There is increasing evidence that platelets and thromboxanes are integrally involved in the pathogenesis of GN. Beneficial responses to antiplatelet therapy with aspirin have been demonstrated in several experimental studies. Dogs with antithrombin III concentrations <70% of normal and fibrinogen concentrations >300 mg/dL are candidates for anticoagulant therapy. Antiplatelet drugs, heparin and coumadin have all been utilized here. Low-dose aspirin (0.25 mg/lb PO twice daily) has been reported to inhibit platelet aggregation in dogs and is the treatment of choice for hypercoagulability. It is unclear whether antiplatelet therapy is needed in cats with GN, because thromboembolism rarely occurs.

Treatment with enalapril decreased proteinuria, improved renal function, and prolonged survival in male Samoyeds with hereditary nephritis. Sodium-restricted diets are also strongly recommended. Protein-restricted diets improve the efficacy of enalapril treatment and are recommended to decrease glomerular hyperfiltration and the nonimmunologic progression of GN. Despite urine protein loss, dietary protein supplementation is not advisable as proteinuria can worsen. Dogs and cats with edema or ascites should be treated with cage rest and dietary sodium restriction. Paracentesis should be reserved for animals experiencing respiratory distress and abdominal discomfort. Overzealous use of diuretics (furosemide) may cause dehydration and acute renal decompensation. Plasma transfusions provide only temporary benefits.
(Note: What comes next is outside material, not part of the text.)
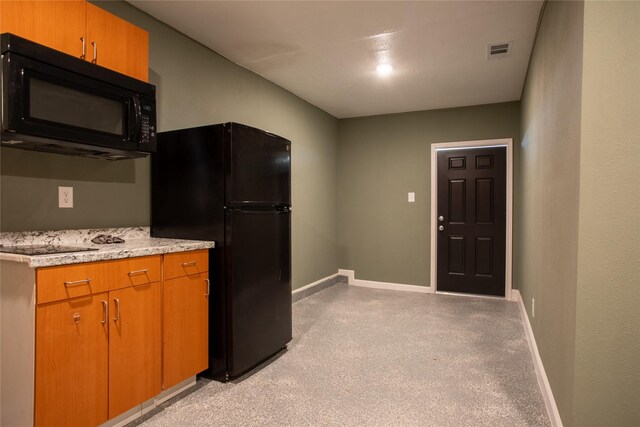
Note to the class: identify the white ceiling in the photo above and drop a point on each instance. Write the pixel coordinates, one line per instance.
(326, 52)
Monitoring urine P:C ratio is important after initiating therapy. If proteinuria increases, treatment should be changed or discontinued. The serum creatinine and urea nitrogen should also be monitored. Also, as renal function deteriorates (decrease in glomerular filtration), proteinuria usually decreases. The prognosis for dogs with GN is generally poor, although early recognition and appropriate therapy can extend the lives of these patients.

References: Jergens AE, Compend Contin Educ Pract Vet 16: 102-108, 1994; Current Veterinary Therapy XII, Saunders, Phila, 1995; Current Veterinary Therapy XIII, Saunders, Phila, 1999; Ettinger SJ, Feldman EC, Textbook of Veterinary Internal Medicine, 5th edition; Saunders, Phila, 1999; Lees GF, Helman RG, Kashtan CE, et al. AJVR 60: 373-383, 1999; Rha JY, Labato MA, Ross LA, et al. JAVMA 216: 46-50, 2000.